PSL ostrożne jeśli chodzi o zmiany w prawie wyborczym. Nie wykluczył ich prezydent. Bronisław Komorowski prowadzi w tej sprawie konsultacje, między innymi z konstytucjonalistami i prawnikami. Powodem rozpoczęcia dyskusji jest zamieszanie przy liczeniu wyników pierwszej tury wyborów samorządowych. System informatyczny Państwowej Komisji Wyborczej zawiódł i głosy trzeba było liczyć ręcznie, przez co oficjalne wyniki poznaliśmy dopiero po 6 dniach.

Szef klubu PSL Jan Bury zaznaczył w rozmowie z Informacyjną Agencją Radiową, że niektóre pomysły zmian w prawie wyborczym są interesujące. Polityk chwali na przykład pomysł kadencyjności członków PKW. Jednocześnie podkreśla, że dyskusja na ten temat potrwa przynajmniej rok. Nie róbmy niczego pochopnie - powiedział. Dodał, że przez to, iż PiS-owi i SLD nie podoba się wyborczy wynik, nie powinno się - jak się wyraził - przeorać prawa wyborczego.

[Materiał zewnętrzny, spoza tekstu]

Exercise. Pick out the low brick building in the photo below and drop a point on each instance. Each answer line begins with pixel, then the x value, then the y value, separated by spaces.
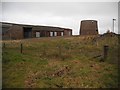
pixel 20 31
pixel 88 27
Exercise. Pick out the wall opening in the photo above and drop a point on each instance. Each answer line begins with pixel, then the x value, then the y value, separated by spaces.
pixel 27 32
pixel 37 34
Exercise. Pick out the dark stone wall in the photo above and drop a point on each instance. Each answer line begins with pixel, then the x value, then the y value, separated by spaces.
pixel 88 27
pixel 16 31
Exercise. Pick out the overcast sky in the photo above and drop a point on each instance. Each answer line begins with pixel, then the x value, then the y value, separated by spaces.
pixel 62 14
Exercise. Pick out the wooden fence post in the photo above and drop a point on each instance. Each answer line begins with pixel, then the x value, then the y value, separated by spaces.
pixel 106 48
pixel 21 47
pixel 3 45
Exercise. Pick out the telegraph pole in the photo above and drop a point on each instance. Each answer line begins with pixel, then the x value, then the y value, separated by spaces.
pixel 113 24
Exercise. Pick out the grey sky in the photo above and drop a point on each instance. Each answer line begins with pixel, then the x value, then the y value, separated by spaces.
pixel 62 14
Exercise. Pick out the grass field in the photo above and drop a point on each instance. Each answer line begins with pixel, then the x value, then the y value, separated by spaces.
pixel 60 62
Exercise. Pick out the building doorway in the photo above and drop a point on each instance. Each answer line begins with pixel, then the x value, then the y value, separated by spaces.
pixel 27 32
pixel 37 34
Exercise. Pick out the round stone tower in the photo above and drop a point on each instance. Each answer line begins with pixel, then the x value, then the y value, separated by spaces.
pixel 88 27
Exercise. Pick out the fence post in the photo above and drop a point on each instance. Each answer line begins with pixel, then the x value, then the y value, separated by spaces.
pixel 106 48
pixel 21 47
pixel 3 45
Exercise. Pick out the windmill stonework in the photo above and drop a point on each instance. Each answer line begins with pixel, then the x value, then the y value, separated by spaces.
pixel 88 27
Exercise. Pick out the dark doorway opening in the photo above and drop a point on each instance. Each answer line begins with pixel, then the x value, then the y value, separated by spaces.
pixel 27 32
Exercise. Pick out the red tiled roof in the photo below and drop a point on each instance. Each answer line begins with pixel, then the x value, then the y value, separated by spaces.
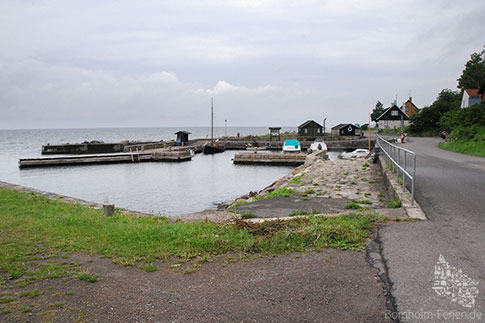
pixel 472 92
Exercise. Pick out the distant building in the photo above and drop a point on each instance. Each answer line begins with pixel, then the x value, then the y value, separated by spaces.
pixel 472 96
pixel 409 107
pixel 392 118
pixel 346 129
pixel 274 132
pixel 310 129
pixel 182 137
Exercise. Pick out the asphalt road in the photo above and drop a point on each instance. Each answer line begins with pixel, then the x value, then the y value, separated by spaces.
pixel 450 187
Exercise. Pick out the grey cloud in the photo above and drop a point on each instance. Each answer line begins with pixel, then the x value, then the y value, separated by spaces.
pixel 152 63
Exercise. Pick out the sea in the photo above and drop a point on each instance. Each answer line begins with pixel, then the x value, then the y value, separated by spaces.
pixel 159 188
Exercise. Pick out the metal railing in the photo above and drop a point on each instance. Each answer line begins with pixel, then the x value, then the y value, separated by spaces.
pixel 402 162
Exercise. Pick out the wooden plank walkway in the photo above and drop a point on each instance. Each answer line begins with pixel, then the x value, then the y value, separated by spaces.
pixel 270 159
pixel 134 157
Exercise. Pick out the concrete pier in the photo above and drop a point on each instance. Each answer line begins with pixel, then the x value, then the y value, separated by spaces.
pixel 134 157
pixel 270 159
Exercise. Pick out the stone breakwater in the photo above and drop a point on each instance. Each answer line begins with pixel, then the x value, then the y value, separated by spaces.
pixel 320 186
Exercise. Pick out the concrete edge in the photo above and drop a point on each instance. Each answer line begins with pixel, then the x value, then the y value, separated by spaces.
pixel 64 198
pixel 415 212
pixel 288 218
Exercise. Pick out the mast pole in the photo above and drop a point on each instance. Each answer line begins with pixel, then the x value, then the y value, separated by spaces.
pixel 212 121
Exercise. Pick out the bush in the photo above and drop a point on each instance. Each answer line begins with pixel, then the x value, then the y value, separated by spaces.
pixel 466 117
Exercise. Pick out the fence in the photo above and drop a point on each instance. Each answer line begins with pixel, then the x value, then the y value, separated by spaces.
pixel 402 162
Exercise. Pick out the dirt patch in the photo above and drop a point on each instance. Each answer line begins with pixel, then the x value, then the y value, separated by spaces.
pixel 332 286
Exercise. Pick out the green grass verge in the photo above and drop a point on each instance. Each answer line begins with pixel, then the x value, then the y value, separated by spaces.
pixel 38 233
pixel 296 179
pixel 469 147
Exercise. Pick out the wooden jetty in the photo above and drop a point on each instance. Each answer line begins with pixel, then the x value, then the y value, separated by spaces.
pixel 131 157
pixel 277 159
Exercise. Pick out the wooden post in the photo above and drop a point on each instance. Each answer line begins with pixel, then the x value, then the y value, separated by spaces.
pixel 109 209
pixel 369 131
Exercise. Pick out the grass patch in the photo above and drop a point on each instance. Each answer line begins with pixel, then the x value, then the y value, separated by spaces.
pixel 297 212
pixel 36 231
pixel 32 293
pixel 6 299
pixel 353 206
pixel 86 277
pixel 282 191
pixel 296 179
pixel 148 267
pixel 394 204
pixel 248 215
pixel 308 192
pixel 25 309
pixel 239 203
pixel 469 147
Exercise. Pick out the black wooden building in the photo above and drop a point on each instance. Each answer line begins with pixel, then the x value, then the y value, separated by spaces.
pixel 310 129
pixel 346 129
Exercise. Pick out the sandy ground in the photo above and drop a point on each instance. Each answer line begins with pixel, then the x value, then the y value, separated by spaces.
pixel 328 286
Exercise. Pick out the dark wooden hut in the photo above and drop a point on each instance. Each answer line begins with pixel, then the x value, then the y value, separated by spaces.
pixel 182 137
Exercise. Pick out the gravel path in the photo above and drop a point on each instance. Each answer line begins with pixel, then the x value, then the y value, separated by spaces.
pixel 328 286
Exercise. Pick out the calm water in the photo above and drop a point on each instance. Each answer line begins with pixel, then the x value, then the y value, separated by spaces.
pixel 159 188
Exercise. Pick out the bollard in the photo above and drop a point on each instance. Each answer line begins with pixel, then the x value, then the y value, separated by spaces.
pixel 109 209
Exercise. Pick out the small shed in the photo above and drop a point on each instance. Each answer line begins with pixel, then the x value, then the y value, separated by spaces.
pixel 274 132
pixel 392 118
pixel 346 129
pixel 182 137
pixel 310 128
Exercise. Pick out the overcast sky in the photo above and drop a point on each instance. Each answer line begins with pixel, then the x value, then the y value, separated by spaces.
pixel 158 63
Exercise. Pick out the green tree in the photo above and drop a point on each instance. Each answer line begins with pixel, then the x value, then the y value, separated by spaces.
pixel 427 120
pixel 473 76
pixel 378 110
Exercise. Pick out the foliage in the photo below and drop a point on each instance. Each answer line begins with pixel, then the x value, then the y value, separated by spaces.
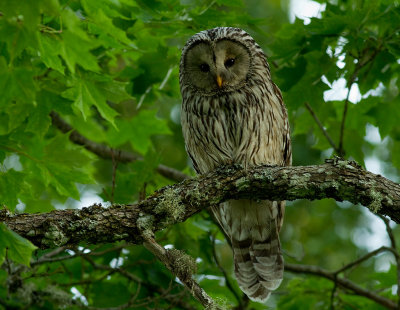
pixel 110 69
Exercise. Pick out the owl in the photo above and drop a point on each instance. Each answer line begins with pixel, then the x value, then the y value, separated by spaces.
pixel 232 113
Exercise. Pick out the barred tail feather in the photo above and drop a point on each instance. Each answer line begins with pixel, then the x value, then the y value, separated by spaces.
pixel 254 231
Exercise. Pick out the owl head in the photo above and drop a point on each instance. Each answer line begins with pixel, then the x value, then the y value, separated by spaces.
pixel 220 60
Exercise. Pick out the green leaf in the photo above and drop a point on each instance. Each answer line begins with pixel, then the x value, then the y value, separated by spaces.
pixel 85 94
pixel 11 183
pixel 18 249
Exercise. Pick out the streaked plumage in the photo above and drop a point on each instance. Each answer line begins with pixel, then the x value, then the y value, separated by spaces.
pixel 232 112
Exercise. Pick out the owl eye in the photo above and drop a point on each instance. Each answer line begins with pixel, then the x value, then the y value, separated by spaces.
pixel 229 62
pixel 204 67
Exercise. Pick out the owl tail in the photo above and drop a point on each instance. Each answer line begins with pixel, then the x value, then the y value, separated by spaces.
pixel 254 231
pixel 258 266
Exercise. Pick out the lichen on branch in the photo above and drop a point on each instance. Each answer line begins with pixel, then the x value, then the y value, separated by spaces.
pixel 337 179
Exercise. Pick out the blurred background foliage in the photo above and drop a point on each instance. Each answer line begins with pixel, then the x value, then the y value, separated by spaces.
pixel 109 68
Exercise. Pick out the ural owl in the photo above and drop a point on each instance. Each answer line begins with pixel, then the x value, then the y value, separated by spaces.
pixel 232 113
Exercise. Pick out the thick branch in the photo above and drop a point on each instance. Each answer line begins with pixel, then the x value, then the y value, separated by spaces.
pixel 337 179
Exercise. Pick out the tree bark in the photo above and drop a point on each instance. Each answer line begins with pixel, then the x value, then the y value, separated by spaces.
pixel 337 179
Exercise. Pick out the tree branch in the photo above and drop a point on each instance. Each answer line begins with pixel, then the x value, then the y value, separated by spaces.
pixel 182 266
pixel 106 152
pixel 337 179
pixel 341 282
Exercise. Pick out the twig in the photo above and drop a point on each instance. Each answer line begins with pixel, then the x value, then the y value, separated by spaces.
pixel 183 274
pixel 365 257
pixel 227 281
pixel 105 152
pixel 114 174
pixel 341 152
pixel 394 250
pixel 341 282
pixel 327 136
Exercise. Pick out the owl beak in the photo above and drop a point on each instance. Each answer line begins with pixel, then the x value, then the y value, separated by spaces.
pixel 219 81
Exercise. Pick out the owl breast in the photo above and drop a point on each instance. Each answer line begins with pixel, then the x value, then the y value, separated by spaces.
pixel 233 128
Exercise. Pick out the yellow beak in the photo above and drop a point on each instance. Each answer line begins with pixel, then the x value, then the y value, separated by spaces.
pixel 219 81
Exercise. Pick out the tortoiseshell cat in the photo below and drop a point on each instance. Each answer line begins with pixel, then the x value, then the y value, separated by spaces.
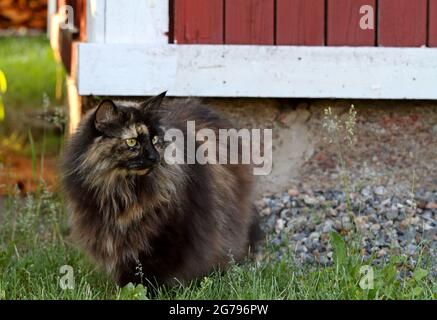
pixel 130 208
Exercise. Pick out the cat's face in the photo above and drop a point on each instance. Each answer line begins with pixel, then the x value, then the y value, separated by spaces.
pixel 131 138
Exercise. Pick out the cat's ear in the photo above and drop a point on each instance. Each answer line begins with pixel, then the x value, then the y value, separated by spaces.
pixel 154 102
pixel 106 114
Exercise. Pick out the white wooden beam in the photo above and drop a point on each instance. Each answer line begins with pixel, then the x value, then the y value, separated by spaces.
pixel 95 20
pixel 258 71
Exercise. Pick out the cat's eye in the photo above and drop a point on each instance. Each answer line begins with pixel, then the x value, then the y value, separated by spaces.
pixel 131 142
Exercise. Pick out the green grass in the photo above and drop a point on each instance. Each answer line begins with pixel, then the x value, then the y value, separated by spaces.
pixel 30 69
pixel 31 73
pixel 34 245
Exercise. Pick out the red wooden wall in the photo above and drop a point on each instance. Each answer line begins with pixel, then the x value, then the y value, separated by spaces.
pixel 398 23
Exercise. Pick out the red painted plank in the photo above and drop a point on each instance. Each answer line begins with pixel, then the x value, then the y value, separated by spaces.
pixel 402 23
pixel 198 21
pixel 432 32
pixel 344 23
pixel 249 22
pixel 300 22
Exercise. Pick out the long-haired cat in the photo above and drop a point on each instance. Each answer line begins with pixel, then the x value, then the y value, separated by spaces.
pixel 145 220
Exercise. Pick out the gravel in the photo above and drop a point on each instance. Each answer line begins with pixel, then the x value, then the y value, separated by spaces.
pixel 386 224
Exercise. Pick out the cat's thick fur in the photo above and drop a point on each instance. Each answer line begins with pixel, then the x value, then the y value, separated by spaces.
pixel 175 223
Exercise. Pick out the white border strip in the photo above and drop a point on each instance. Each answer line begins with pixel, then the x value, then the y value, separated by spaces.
pixel 257 71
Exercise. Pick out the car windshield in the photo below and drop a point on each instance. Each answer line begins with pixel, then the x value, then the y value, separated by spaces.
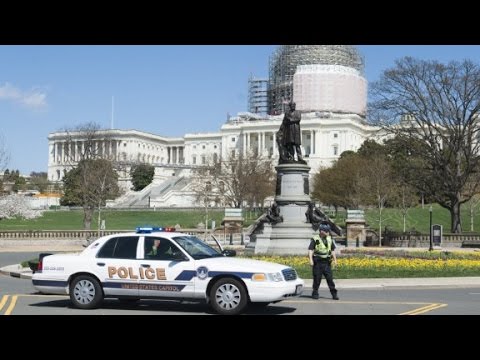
pixel 196 247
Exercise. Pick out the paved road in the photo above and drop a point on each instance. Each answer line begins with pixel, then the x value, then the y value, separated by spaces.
pixel 18 297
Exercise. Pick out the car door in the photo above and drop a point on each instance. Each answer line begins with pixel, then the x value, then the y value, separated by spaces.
pixel 117 266
pixel 164 269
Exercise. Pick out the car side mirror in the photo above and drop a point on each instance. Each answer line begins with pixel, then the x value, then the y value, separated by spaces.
pixel 179 256
pixel 229 253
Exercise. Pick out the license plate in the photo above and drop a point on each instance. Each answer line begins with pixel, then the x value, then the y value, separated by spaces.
pixel 298 289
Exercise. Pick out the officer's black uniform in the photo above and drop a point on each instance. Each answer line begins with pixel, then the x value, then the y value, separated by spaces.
pixel 322 266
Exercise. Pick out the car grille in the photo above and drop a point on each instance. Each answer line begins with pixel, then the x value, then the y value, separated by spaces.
pixel 289 274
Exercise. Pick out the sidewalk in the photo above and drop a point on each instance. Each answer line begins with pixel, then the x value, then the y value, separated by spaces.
pixel 25 273
pixel 472 281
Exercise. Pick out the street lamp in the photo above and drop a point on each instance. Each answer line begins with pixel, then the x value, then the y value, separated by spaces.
pixel 431 237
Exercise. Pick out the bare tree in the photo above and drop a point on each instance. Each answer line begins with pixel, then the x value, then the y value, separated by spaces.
pixel 4 154
pixel 339 185
pixel 92 179
pixel 405 198
pixel 89 185
pixel 439 105
pixel 473 209
pixel 377 185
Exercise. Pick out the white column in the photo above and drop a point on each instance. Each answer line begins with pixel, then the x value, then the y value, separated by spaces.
pixel 244 144
pixel 274 144
pixel 263 142
pixel 312 142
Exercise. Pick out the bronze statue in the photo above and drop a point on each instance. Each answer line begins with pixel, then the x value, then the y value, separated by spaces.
pixel 292 136
pixel 316 217
pixel 289 136
pixel 273 215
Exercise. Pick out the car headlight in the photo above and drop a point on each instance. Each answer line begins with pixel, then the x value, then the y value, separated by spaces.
pixel 275 276
pixel 267 277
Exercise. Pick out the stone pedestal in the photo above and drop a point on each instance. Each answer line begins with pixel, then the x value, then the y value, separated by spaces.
pixel 355 228
pixel 292 236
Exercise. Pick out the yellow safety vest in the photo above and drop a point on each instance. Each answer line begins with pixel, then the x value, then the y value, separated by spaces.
pixel 321 250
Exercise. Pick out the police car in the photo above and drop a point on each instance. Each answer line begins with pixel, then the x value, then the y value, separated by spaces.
pixel 164 264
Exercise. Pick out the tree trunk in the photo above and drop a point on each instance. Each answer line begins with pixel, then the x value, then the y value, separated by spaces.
pixel 87 218
pixel 471 218
pixel 455 216
pixel 380 229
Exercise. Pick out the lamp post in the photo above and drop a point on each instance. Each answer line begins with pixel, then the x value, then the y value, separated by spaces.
pixel 431 238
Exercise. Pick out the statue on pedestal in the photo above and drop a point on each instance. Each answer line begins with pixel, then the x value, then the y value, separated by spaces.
pixel 316 217
pixel 289 136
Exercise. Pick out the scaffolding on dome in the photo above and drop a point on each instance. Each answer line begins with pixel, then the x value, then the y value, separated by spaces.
pixel 257 95
pixel 285 59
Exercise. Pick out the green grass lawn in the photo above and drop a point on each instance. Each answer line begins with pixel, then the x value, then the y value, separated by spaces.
pixel 116 220
pixel 417 219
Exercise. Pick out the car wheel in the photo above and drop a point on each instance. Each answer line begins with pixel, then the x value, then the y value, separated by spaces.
pixel 259 305
pixel 228 296
pixel 86 292
pixel 128 301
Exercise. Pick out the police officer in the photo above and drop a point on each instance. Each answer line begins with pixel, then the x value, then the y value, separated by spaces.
pixel 320 253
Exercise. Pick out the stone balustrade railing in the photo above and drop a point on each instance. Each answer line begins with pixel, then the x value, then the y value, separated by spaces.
pixel 449 240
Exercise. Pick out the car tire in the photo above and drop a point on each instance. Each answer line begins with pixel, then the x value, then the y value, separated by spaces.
pixel 259 305
pixel 228 296
pixel 86 292
pixel 128 301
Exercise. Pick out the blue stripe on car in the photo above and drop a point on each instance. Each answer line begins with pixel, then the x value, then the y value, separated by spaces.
pixel 143 286
pixel 54 283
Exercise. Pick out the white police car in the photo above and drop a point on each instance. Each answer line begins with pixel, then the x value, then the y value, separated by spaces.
pixel 126 266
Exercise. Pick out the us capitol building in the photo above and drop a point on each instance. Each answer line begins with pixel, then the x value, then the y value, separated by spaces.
pixel 327 83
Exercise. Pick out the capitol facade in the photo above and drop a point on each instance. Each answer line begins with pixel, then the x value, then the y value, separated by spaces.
pixel 327 83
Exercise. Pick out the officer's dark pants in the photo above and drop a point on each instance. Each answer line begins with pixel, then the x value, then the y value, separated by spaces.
pixel 323 267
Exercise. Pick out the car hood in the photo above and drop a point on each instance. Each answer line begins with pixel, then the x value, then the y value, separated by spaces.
pixel 228 263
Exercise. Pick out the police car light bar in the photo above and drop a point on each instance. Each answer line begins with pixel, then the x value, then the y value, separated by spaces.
pixel 150 229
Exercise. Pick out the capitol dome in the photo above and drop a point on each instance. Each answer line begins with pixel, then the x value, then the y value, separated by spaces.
pixel 323 73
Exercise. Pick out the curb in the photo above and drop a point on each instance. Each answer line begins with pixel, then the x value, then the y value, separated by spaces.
pixel 25 273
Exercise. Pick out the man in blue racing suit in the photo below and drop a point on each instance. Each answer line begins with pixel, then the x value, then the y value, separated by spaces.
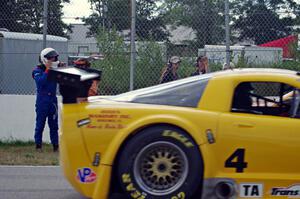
pixel 46 101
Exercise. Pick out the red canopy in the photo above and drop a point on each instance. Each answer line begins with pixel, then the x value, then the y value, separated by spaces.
pixel 283 43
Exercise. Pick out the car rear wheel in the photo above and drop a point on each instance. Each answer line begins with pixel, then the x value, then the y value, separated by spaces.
pixel 160 162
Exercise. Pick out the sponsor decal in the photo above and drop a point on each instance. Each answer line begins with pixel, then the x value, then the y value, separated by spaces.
pixel 83 122
pixel 251 190
pixel 292 191
pixel 86 175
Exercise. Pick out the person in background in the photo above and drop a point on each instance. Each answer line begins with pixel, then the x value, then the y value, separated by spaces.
pixel 226 67
pixel 170 71
pixel 201 66
pixel 46 100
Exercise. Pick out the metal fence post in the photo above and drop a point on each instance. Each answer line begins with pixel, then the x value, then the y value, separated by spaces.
pixel 227 32
pixel 45 21
pixel 132 43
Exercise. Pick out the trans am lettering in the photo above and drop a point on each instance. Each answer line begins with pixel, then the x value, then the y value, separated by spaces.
pixel 86 175
pixel 293 191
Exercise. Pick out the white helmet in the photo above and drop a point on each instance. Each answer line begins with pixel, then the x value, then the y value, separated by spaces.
pixel 47 54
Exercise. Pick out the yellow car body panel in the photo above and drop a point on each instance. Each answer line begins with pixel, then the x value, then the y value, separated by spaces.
pixel 261 138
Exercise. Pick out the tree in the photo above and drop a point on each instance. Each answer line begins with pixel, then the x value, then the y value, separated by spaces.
pixel 27 16
pixel 263 20
pixel 117 13
pixel 206 18
pixel 8 15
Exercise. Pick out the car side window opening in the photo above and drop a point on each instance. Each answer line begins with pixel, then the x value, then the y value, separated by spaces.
pixel 266 98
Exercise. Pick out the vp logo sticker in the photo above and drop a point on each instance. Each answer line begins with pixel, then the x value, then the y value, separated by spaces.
pixel 86 175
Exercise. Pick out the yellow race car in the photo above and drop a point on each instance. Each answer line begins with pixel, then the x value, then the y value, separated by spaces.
pixel 216 135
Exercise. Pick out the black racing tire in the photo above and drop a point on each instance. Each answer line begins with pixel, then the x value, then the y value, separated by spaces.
pixel 160 162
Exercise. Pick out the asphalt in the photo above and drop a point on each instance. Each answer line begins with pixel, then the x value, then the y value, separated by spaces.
pixel 28 182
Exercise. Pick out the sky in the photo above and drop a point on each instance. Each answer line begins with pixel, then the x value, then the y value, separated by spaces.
pixel 76 8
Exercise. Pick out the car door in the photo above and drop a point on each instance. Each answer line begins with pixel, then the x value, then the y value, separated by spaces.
pixel 261 145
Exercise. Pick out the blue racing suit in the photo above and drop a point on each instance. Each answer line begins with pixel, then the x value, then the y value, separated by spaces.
pixel 45 106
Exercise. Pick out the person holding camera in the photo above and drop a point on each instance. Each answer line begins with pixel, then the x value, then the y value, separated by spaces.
pixel 170 71
pixel 46 100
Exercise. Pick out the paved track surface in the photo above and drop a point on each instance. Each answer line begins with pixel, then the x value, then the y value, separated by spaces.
pixel 35 183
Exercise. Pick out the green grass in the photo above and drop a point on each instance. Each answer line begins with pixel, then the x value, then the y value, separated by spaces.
pixel 16 152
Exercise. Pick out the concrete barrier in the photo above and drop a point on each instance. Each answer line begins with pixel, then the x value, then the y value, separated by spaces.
pixel 17 118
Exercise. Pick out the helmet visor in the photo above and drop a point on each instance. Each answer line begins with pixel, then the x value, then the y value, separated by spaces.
pixel 52 55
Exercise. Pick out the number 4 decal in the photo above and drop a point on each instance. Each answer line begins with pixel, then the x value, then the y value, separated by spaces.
pixel 237 160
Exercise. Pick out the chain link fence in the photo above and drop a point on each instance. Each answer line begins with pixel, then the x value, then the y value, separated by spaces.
pixel 262 34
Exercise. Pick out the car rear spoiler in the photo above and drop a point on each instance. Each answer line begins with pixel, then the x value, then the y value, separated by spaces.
pixel 73 82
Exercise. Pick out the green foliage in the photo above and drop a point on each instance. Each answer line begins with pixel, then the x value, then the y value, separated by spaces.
pixel 15 142
pixel 117 13
pixel 115 66
pixel 204 17
pixel 27 16
pixel 150 63
pixel 261 21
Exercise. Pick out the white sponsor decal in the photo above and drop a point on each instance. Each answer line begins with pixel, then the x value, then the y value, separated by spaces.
pixel 251 190
pixel 291 191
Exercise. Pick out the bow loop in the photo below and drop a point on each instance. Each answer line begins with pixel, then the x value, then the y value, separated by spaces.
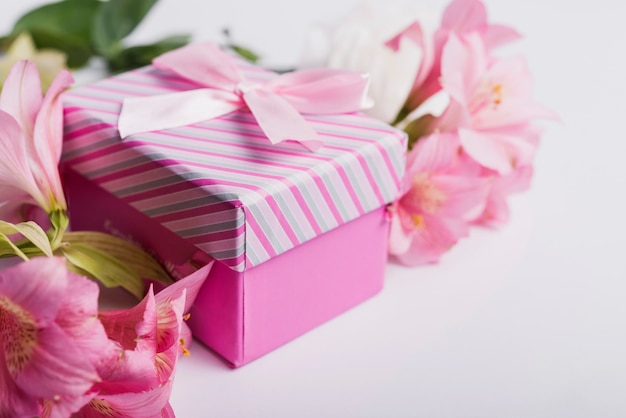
pixel 205 64
pixel 276 105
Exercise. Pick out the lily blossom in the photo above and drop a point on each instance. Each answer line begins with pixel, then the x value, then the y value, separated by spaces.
pixel 50 339
pixel 497 209
pixel 31 135
pixel 438 203
pixel 460 17
pixel 490 104
pixel 146 342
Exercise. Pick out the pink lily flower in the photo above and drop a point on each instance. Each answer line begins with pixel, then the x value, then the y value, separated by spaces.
pixel 145 343
pixel 438 203
pixel 497 209
pixel 490 104
pixel 31 134
pixel 460 17
pixel 50 339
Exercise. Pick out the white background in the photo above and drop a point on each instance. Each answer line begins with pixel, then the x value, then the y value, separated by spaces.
pixel 525 321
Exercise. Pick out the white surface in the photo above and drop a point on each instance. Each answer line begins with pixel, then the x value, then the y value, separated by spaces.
pixel 526 321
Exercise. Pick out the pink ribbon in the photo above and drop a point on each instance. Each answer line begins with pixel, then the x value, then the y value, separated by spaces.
pixel 277 104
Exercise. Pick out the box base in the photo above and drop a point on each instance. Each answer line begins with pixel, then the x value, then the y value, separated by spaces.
pixel 243 316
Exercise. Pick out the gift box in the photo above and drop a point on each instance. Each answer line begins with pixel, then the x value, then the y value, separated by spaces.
pixel 298 236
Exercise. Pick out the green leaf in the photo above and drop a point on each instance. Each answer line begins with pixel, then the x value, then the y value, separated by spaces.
pixel 139 56
pixel 78 51
pixel 115 20
pixel 7 248
pixel 124 252
pixel 103 267
pixel 65 25
pixel 60 223
pixel 31 231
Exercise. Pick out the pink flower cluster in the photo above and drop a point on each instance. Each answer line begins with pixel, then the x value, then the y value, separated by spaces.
pixel 60 357
pixel 480 150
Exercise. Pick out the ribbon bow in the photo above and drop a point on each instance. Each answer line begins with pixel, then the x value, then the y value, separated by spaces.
pixel 277 104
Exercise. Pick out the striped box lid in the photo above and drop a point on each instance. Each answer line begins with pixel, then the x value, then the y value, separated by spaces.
pixel 220 184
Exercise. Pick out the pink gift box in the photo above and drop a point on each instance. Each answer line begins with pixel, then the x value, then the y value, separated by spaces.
pixel 298 236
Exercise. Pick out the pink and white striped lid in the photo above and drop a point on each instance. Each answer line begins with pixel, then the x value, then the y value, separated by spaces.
pixel 220 184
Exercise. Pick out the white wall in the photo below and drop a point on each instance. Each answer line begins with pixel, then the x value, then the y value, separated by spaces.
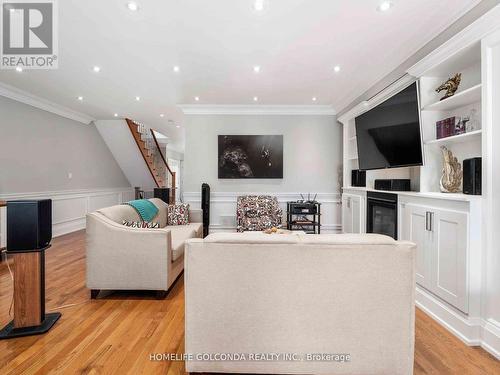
pixel 118 137
pixel 312 154
pixel 39 149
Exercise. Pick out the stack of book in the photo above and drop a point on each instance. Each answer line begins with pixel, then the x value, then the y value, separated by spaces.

Bury podkreśla, że wybory samorządowe są skomplikowane. Są trzy szczeble i jeszcze wybieramy bezpośrednio wójta, burmistrza i prezydenta miasta - mówi. Według niego, stąd najprawdopodobniej wyższa, niż przy innych wyborach, liczba głosów nieważnych. Dodał też, że przy ostatnich wyborach samorządowym zawiódł system informatyczny, a nie członkowie poszczególnych komisji wyborczych. Jego zdaniem, w krótkim czasie powinno znaleźć się dobrą, ale nie tanią firmę, która opracuje nowy system informatyczny dla PKW.
Tymczasem Prawo i Sprawiedliwość złożyło w Sejmie projekt ustawy dotyczący skrócenia kadencji sejmików wojewódzkich. Wybrano je 16 listopada.